After the above step, if the amplification efficiencies of reference genes and target genes are not equal, the 2−ΔΔCt method cannot be used (Livak and Schmittgen, 2001). Some methods without a reference gene can also be chosen, such as the method based on the Markov chain Monte Carlo algorithm (Matz et al., 2013). One way to determine the expression level that disregards amplification efficiency is the relative standard curve approach. Based on the relative standard curve depicted above, the CalExpCurve function can calculate the expression levels of individual genes. A table (Supplementary Table S2) and a figure are included in the results (Figure 2).

FIGURE 2

Box plot of each gene in different treatments based on the relative standard curve method.

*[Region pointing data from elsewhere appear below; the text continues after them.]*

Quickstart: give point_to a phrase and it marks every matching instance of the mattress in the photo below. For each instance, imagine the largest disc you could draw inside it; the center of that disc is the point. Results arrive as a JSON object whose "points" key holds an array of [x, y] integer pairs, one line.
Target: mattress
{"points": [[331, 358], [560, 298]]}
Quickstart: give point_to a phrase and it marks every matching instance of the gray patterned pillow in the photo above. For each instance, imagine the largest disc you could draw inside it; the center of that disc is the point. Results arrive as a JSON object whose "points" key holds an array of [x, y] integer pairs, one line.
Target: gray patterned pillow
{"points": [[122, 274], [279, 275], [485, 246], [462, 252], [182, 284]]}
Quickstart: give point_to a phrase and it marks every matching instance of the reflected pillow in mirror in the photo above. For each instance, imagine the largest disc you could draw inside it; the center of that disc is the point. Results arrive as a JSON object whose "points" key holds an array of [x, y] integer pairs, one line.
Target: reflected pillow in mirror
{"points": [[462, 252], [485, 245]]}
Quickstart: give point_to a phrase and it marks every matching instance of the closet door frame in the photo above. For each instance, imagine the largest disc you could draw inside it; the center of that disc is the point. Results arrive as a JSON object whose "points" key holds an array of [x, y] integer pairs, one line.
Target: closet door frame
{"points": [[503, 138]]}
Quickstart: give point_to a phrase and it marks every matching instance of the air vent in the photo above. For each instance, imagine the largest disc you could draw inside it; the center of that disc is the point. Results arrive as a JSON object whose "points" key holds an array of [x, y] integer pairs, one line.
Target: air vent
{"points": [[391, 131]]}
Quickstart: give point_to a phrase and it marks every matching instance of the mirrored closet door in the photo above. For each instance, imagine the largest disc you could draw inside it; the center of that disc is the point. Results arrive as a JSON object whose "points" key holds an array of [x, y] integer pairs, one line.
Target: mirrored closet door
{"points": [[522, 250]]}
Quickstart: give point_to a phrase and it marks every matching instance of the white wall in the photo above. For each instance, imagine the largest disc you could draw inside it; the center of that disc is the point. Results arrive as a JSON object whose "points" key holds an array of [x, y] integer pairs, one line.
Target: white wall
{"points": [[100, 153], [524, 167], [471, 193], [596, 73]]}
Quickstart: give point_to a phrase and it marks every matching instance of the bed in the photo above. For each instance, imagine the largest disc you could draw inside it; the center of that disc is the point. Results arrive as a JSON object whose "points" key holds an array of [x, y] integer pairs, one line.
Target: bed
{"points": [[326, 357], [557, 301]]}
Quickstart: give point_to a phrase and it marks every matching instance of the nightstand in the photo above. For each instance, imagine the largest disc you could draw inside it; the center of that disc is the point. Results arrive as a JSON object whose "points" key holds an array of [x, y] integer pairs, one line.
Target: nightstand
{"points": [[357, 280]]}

2.2.4 Example 4: Calculation of expression levels using the 2−ΔΔCt method

If the amplification efficiency of the target genes is consistent with that of the reference gene, the most widely used2−ΔΔCt method is available for expression level calculation (Livak and Schmittgen, 2001). There are many software packages that can apply this method, such as the R package pcr (Ahmed and Kim, 2018). However, most of these packages require some data wrangling before their application. For users who have large samples and data, this approach is time-consuming and is not reproducible. The CalExp2ddCt function can process raw Cq data from the qPCR machine and then produces a table (Supplementary Table S3) and figure (Figure 3) illustrating the expression levels. More importantly, the templates can be reused.

FIGURE 3

Bar plot of the relative expression of each gene under different treatments calculated via the 2−ΔΔCt method.

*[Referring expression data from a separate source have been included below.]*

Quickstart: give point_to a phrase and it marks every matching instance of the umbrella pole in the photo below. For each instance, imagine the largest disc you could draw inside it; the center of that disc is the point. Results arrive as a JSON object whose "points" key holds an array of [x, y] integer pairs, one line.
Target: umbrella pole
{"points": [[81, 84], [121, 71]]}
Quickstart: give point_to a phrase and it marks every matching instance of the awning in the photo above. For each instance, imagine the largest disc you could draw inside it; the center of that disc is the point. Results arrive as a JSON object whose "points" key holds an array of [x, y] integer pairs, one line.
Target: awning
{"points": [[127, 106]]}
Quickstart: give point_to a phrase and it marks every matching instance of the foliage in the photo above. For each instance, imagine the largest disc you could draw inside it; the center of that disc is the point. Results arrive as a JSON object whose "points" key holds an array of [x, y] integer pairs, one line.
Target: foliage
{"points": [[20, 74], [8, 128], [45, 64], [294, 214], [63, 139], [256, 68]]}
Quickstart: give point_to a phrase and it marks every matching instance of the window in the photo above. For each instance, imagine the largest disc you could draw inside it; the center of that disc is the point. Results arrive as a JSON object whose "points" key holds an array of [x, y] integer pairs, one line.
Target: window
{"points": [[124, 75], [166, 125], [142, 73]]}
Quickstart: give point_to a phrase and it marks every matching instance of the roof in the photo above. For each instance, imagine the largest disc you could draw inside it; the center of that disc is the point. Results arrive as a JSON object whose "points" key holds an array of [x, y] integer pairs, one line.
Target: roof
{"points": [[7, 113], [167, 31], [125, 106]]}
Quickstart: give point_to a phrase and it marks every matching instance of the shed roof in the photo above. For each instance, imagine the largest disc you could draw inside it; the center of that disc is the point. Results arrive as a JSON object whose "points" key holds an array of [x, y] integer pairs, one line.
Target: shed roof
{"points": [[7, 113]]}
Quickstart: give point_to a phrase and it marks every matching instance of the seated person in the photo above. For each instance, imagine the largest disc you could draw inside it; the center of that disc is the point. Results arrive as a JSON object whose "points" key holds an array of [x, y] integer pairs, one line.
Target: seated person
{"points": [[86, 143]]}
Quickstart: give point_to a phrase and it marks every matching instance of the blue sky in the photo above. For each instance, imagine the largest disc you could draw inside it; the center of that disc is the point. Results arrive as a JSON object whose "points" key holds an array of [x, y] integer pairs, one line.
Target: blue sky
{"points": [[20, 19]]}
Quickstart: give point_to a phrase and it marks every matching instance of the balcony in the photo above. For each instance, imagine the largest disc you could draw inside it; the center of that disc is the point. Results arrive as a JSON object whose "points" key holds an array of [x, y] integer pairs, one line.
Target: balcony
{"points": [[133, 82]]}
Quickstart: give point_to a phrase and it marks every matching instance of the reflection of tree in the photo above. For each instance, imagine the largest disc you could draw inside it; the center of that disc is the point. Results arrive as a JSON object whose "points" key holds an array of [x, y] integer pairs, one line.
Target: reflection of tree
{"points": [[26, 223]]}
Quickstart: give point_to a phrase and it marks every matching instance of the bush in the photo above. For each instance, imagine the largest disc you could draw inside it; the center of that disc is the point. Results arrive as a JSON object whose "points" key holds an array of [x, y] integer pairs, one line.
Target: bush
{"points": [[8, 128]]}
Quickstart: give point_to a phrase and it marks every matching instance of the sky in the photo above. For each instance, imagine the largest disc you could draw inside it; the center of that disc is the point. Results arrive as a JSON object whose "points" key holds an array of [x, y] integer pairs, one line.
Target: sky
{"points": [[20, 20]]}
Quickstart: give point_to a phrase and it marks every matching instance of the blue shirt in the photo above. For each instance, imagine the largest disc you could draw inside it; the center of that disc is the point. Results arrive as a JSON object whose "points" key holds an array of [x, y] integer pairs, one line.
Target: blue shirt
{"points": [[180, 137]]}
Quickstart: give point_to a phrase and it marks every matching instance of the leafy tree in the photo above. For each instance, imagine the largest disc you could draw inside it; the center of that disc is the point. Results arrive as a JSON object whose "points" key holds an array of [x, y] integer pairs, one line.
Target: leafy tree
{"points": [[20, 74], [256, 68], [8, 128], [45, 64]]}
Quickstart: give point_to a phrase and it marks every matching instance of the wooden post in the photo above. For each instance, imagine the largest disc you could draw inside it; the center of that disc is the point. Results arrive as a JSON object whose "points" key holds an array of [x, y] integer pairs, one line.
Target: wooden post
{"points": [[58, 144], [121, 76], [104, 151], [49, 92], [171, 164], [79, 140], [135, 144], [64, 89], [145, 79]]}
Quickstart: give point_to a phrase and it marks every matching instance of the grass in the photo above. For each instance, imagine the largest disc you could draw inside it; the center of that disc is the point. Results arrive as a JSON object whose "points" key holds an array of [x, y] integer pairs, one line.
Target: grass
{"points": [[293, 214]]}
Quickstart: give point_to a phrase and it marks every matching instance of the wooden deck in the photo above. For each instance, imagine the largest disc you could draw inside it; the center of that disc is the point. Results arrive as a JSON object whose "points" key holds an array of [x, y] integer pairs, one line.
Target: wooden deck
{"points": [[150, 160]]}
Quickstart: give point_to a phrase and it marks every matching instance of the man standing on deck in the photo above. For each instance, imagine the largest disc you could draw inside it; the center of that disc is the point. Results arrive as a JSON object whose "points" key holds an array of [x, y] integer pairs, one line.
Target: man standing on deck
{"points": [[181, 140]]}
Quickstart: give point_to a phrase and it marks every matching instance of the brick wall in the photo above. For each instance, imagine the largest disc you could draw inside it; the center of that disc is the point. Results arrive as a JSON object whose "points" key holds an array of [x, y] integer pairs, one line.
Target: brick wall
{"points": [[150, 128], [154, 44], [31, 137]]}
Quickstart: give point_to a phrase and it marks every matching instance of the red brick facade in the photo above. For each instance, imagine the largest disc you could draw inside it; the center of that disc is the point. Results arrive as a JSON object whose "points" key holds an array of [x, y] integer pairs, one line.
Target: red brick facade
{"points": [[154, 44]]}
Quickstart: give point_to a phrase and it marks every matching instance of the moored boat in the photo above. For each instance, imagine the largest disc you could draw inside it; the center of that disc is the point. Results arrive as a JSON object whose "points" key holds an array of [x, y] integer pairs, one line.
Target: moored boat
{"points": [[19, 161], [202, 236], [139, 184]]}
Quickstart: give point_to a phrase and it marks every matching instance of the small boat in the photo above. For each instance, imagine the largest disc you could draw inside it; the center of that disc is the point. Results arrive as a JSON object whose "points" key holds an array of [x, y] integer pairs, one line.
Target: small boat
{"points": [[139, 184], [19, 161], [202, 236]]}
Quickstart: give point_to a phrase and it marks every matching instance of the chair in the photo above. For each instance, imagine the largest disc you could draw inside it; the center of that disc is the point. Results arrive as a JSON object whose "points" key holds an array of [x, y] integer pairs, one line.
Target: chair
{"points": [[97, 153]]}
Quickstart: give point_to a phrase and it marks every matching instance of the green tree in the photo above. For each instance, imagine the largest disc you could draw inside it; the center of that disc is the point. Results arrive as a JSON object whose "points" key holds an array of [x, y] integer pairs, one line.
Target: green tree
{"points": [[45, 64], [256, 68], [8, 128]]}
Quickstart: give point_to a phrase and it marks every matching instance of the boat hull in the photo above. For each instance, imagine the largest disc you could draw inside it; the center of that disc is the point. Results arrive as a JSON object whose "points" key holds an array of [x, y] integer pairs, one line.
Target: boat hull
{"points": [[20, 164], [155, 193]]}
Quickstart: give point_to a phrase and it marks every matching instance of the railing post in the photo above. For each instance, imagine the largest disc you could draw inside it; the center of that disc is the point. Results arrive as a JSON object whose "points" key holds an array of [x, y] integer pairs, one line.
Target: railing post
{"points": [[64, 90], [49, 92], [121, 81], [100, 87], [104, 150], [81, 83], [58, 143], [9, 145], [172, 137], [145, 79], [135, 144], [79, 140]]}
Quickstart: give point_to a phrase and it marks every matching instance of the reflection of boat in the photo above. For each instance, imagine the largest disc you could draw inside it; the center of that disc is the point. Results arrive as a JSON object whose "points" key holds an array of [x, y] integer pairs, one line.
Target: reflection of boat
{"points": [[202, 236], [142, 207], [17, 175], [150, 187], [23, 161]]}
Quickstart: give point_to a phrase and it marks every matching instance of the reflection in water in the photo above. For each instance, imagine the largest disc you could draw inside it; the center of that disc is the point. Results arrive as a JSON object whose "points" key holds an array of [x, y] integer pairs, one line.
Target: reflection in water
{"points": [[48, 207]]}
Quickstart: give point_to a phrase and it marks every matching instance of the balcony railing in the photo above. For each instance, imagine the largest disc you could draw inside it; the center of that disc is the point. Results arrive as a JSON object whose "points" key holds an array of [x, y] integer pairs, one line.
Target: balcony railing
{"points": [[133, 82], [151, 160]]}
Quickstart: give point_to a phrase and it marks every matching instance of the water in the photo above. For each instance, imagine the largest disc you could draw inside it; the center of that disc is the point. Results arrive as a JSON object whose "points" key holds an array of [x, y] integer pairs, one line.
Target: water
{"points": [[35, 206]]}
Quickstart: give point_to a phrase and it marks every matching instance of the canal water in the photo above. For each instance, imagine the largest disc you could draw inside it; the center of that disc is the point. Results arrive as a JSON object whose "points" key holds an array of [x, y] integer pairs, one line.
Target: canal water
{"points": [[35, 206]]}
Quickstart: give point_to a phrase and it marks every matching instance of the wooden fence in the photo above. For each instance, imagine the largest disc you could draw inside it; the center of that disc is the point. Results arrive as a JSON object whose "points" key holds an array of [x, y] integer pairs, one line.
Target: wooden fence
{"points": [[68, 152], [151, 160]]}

2.2.5 Example 5: Calculation of expression levels using the RqPCR method

For most methods used in qPCR data processing, a reference is required to correct the expression values of the target genes (Livak and Schmittgen, 2001). Some methods do not require reference genes; such methods are based on the Markov chain Monte Carlo algorithm (Matz et al., 2013) or SATQPCR (Rancurel et al., 2019) according to the MIQE guidelines (dMIQE Group and Huggett, 2020). The CalExpRqPCR function can implement this function from SATQPCR (Supplementary Table S4 and Figure 4), and the required amplification efficiency can be calculated using the CalCurve function.

FIGURE 4

Bar plot of the relative expression of each gene under different treatments calculated via the RqPCR method.

3 Conclusion

An important step in qPCR is calculating the efficiency of gene primer amplification, but previous R packages cannot perform this step effectively. Here, we offer qPCRtools, a fully functional tool that can not only quickly determine the amplification efficiency of gene primers but also calculate gene expression levels from a Cq table based on several methods that return statistical results and visualization figures. The resulting figures are ggplot objects that can be further customized by applying scale and theme settings and superimposed annotation layers.